Publié le 21 octobre 2012 par

Le «  nudge  » ou encore «  paternalisme libertaire  », une théorie des neuro-économistes Cass Sunstein et Richard Thaler, pour pousser les gens à agir dans «  le bon sens  », était la coqueluche de l’administration Obama. En moins de cinq ans, elle a été essorée par le principe de réalité politique.

bioduneidee_250.gifLa pensée économique a connu une profonde révolution depuis les travaux du prix Nobel Daniel Khaneman sur l’économie comportementale. En gros, le modèle traditionnel de l’agent rationnel qui effectue ses choix dans l’optique de maximiser ses profits est dépassé. Les économistes ont découvert que, loin d’être de purs esprits, nous possédons des «  biais cognitifs  », des réflexes conditionnés innés qui influencent inconsciemment notre comportement. Or, ces derniers sont bien plus importants dans nos décisions que la réflexion rationnelle.

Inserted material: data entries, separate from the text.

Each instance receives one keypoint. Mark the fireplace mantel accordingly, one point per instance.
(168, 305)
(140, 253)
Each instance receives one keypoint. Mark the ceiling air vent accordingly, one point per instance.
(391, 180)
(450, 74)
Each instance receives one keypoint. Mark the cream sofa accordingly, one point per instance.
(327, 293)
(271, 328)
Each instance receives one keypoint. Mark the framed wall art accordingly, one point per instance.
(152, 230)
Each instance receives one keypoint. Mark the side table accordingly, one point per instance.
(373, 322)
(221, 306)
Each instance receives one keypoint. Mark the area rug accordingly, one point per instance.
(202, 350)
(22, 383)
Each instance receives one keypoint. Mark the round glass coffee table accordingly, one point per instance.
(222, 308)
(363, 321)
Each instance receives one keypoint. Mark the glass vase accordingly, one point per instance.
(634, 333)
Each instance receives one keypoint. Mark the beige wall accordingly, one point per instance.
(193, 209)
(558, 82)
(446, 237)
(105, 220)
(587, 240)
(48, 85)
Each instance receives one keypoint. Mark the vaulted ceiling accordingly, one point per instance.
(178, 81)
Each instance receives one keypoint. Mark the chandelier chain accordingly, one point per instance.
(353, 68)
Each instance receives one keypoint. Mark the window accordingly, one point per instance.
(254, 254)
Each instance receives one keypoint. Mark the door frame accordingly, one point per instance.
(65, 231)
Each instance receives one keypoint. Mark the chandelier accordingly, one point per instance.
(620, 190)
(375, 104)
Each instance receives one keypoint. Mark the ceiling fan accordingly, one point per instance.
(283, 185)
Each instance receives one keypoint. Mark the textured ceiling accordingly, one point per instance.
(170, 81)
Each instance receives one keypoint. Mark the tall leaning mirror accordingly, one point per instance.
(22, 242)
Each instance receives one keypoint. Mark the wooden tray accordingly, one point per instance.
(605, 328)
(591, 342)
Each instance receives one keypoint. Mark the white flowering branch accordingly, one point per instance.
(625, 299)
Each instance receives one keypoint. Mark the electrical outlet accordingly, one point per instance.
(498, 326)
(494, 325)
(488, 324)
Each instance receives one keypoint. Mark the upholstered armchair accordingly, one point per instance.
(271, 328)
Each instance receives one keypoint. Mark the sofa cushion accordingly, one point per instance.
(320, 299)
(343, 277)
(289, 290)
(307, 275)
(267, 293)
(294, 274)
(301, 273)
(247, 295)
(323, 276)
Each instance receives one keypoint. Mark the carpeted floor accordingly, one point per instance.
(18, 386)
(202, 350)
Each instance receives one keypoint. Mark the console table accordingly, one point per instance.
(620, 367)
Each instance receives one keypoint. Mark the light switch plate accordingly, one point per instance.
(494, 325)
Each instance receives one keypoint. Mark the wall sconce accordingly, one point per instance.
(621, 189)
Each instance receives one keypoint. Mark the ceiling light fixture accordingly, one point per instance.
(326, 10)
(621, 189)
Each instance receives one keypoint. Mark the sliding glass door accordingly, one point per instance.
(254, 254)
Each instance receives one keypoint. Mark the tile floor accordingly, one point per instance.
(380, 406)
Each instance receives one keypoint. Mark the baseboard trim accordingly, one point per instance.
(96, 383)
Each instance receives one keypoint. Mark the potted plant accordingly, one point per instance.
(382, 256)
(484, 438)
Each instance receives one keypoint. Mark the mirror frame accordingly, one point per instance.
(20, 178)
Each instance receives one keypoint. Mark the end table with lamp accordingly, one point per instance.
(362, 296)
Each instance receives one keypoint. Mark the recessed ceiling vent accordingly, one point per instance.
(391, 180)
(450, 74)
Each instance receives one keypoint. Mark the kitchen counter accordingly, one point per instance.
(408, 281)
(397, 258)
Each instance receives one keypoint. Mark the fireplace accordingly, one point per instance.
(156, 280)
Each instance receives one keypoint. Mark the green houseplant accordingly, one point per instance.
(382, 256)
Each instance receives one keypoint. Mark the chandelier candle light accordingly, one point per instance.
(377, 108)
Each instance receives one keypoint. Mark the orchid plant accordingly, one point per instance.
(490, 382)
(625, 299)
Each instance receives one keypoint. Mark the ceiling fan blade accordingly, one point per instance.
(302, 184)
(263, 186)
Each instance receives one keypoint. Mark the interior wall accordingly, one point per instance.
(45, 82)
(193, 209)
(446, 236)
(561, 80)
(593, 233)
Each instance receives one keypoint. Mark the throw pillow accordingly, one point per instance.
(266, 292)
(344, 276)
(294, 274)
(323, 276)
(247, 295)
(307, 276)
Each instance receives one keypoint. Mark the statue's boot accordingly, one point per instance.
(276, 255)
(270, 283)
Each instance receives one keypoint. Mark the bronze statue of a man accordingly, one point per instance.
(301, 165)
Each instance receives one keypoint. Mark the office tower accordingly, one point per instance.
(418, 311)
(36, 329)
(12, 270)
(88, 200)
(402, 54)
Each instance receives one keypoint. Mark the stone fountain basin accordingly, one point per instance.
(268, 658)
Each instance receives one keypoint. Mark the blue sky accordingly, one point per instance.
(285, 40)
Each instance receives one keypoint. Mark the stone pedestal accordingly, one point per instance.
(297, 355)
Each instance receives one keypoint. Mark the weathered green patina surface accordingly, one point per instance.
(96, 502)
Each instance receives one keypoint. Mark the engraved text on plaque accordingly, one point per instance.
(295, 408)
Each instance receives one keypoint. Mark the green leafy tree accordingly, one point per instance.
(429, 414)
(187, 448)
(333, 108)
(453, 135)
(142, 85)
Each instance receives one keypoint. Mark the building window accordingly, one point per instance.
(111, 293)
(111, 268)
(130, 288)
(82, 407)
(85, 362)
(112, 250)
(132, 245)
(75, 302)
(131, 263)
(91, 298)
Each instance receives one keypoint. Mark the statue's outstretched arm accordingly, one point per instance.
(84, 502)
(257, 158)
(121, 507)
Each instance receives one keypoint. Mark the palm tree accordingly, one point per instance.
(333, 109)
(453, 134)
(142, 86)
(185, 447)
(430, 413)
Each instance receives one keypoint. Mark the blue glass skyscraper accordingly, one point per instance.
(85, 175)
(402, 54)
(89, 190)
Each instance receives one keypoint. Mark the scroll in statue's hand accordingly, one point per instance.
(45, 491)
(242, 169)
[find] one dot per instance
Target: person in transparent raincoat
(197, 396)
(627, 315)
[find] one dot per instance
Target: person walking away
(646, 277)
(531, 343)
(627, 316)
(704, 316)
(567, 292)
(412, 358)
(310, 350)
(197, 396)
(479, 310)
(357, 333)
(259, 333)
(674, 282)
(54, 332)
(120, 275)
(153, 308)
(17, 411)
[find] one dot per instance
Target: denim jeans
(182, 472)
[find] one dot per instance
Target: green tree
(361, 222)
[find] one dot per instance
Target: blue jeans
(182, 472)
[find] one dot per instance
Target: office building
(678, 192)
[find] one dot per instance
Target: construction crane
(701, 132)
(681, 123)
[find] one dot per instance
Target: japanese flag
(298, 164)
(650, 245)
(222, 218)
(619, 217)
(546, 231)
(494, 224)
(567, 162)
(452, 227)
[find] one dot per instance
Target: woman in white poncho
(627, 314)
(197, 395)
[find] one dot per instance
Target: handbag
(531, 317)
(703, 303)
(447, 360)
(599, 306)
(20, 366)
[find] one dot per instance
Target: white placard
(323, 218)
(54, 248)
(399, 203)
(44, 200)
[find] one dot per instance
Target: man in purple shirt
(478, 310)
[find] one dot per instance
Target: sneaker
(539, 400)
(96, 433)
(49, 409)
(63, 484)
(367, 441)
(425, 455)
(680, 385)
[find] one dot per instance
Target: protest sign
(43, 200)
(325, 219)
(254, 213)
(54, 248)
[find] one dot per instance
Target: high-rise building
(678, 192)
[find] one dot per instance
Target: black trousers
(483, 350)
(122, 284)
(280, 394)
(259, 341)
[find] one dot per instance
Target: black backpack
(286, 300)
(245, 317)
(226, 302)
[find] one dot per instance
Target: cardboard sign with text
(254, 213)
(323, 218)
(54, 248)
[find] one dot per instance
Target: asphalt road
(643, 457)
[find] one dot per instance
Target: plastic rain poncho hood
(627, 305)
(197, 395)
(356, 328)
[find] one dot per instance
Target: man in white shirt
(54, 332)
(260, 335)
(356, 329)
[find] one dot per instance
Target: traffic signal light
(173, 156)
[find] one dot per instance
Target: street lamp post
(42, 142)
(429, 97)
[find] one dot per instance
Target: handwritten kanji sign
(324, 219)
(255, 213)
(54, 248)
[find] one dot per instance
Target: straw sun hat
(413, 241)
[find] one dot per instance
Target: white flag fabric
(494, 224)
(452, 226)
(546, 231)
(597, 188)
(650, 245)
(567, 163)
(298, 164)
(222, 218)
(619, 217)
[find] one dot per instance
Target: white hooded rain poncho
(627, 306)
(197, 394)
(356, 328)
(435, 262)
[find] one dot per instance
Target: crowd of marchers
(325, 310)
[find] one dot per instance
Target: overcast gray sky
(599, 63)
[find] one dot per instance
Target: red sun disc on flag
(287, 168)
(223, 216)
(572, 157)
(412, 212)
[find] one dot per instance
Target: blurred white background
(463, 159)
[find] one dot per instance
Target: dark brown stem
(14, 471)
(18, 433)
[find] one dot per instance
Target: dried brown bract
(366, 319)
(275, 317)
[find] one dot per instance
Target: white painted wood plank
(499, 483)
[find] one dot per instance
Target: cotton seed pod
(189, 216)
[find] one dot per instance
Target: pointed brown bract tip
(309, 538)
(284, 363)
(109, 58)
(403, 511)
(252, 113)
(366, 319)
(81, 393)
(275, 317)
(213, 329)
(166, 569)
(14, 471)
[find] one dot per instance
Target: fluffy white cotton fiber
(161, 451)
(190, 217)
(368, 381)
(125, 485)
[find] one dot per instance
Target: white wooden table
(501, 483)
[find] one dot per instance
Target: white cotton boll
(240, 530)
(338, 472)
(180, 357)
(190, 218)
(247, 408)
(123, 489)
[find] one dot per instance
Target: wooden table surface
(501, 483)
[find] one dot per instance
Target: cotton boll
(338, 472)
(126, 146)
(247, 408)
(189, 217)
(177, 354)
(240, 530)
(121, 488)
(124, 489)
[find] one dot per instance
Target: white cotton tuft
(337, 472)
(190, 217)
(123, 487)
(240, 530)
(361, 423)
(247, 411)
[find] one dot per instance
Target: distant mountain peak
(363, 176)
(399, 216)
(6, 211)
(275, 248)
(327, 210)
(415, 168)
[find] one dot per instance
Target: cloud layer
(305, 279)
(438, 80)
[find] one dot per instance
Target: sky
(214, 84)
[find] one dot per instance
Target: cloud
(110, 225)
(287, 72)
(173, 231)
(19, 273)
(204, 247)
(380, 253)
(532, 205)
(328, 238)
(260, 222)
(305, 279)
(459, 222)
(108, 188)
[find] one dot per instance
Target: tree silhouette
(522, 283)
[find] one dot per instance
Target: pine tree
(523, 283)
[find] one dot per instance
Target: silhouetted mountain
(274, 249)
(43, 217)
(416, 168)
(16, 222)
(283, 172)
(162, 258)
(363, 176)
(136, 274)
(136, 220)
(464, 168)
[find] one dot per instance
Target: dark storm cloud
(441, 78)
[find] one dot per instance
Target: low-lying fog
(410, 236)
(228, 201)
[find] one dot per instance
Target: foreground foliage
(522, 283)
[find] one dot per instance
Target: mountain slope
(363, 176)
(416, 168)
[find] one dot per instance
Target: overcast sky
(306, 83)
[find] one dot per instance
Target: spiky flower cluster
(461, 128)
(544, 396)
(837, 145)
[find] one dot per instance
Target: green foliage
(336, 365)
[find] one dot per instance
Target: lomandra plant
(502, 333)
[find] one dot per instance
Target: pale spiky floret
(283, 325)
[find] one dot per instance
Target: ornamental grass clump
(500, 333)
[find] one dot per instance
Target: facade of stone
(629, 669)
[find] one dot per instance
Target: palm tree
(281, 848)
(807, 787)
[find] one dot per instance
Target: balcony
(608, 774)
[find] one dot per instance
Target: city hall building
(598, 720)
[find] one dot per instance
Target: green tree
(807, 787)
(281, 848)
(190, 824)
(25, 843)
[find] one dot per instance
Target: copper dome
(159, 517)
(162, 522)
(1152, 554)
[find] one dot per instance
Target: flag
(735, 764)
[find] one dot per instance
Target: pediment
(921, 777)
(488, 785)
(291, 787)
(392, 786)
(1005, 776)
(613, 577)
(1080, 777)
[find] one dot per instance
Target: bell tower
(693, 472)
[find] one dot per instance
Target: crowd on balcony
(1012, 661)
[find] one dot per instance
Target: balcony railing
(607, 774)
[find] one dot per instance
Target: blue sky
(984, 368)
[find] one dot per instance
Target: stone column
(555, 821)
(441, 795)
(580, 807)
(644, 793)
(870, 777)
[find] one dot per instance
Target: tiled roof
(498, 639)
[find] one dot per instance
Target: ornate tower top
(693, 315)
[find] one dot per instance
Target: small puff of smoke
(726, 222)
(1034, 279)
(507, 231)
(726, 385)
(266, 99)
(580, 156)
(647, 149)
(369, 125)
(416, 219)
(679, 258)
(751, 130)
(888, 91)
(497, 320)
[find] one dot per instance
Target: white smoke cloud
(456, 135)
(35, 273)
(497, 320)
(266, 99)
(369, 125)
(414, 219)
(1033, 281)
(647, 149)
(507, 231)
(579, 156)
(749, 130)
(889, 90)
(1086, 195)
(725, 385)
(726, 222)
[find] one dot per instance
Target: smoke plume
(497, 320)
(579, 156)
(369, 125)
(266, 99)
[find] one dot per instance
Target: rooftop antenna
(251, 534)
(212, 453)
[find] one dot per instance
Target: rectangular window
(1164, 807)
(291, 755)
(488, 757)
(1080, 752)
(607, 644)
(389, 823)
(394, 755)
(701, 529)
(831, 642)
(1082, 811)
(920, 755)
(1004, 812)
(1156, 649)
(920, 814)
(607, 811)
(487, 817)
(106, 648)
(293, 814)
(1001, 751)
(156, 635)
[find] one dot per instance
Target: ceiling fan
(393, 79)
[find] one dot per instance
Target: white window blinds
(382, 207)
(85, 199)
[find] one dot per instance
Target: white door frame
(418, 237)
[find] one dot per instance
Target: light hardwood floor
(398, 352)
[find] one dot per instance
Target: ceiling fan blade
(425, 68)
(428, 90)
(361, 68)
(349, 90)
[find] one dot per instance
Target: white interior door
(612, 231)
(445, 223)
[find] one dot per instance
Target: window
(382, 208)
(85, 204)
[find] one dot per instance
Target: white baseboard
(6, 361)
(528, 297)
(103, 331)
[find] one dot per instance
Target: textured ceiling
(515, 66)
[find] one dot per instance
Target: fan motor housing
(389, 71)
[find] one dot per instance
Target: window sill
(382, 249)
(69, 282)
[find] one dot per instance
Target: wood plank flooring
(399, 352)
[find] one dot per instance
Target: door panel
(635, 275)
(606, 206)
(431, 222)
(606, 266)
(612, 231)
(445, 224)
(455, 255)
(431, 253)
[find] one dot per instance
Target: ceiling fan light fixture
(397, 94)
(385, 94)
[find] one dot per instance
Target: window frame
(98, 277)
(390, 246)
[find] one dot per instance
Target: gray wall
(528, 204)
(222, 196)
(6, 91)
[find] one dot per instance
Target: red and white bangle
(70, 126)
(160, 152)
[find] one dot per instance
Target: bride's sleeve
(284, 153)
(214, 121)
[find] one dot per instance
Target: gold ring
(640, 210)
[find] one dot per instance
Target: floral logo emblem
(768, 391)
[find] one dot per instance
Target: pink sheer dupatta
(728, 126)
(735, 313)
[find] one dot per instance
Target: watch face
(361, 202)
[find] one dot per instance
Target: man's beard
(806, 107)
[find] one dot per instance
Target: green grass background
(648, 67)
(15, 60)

Restait à transformer cette théorie en un système de politique publique. Ce pas fut franchi avec la parution en 2008 du livre de Thaler et Sunstein, Nudge (« coup de coude »; traduit en français sous le titre Nudge : La méthode douce pour inspirer la bonne décision).

L’architecture du choix

Dans cet essai, les auteurs défendent la notion de « paternalisme libertaire ». Exemple très simple: si vous désirez que les consommateurs d’un restaurant fassent plus attention à leur ligne, placez le bar à salade avant le stand des plats en sauce ou des frites. Les gens auront spontanément tendance à choisir les crudités, de préférence aux mets plus riches.

L’idée de base est de toujours faciliter la « meilleure option ». C’est ce que les adeptes du Nudge appellent « l’architecture du choix ».

En fait, il s’agit d’un vieux truc de marketing, comme celui qui consiste à mettre les produits offrant le plus de marge au commerçant sur les rayonnages les plus accessibles. L’idée défendue dans Nudge consiste à utiliser ces techniques en matière de politique publique pour lutter contre l’obésité, favoriser le recyclage, réguler la consommation d’énergie, etc.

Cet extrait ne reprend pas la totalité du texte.